Our society has come far, compared to 35 years ago. If we take gender roles for example, Sky News had report in 1964, 42% of UK population believed that women should be the homemaker, and neb would be the overall breadwinner. Now, 35 years later only 8% people still hold onto this.
When we talk about diversity, it’s so much more than just genders too. From disabilities to race, workplaces are expanding their employment preferences and removing obstacles they’ve wrongly placed before people. And as a result, we can celebrate the success of this jump with the following trade success stories.
Managing 25 quarry at 22
One trade job success reported was of Emily Burridge, by the BBC in 2019. Burridge had entered into the world of construction via an apprenticeship scheme. But this isn’t just an example of a woman getting her foot in the door to a stereotypically male-orientated industry. Burridge hasn’t just gotten into the sector — she’s excelled, making her a brilliant example of why the industry must recognise the importance of equality and diversity.
Now, being a technical production manager, Burridge manages 25 quarries at the age of 22. Not only is she representing the women in a male-dominated sector, she’s also championing the case for age equality and diversity too. Though she is only in her early twenties, Burridge replaced a man who was of retirement age. Even though her staff are mostly older men, Burridge has had no problem in integrating with and leading her staff.
Apprentice of the year 2019 winner
2019 was the year for trade job successes. Later in the year, Todd Scanlon won the prestigious “UK’s Best Apprentice” award from On The Tools. Thirty-year-old Scanlon has Down’s Syndrome, but this has proven to be no obstacle for him on his journey to forge a career. Scanlon has always wanted to work in scaffolding, and after talking to a local company and showing his determination, Scanlon has not only become a permanent worker on their team but has been voted the UK’s best apprentice 2019.
Scalon’s manager spoke on how valuable he is to the team. He’s hard-working, enthusiastic, polite, and the customers love him. Taking Scanlon on as a member of the team wasn’t any cause for concern for Coles Scaffolding, and the apprentice has more than proven his skill and willingness to learn over and over again. What more could an employer ask for from his workforce?
“I think it’s mainly because it is thought people with a disability shouldn’t be in our industry,” Martyn Coles, Scanlon’s employer, said of the win. “He’s just shown that you can do it with the right guidance. He’s just a likeable guy.”

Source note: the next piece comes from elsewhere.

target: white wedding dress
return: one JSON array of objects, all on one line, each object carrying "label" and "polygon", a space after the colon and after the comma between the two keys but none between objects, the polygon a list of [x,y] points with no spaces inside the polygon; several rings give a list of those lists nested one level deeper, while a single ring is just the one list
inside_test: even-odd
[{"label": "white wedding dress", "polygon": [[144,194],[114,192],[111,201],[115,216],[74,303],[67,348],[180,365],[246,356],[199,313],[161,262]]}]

Building a stronger industry
As we’re at the beginning of 2020, this year seems to be promising for diversity and equality being set grow further. And this, says Richard Walker from rubbish removal experts Skip Hire, is exactly what these industries need:
“For too many years the industry has suffered with a negative perception and reputation creating a stigma that has acted as a barrier to entry to a more diverse talent pool of workers. As innovation and technology play its part in modernising ways of working in the sector, together with schemes such as apprenticeships, we’re not only seeing a more diverse workplace, but a more talented, skilled, and varied workforce.”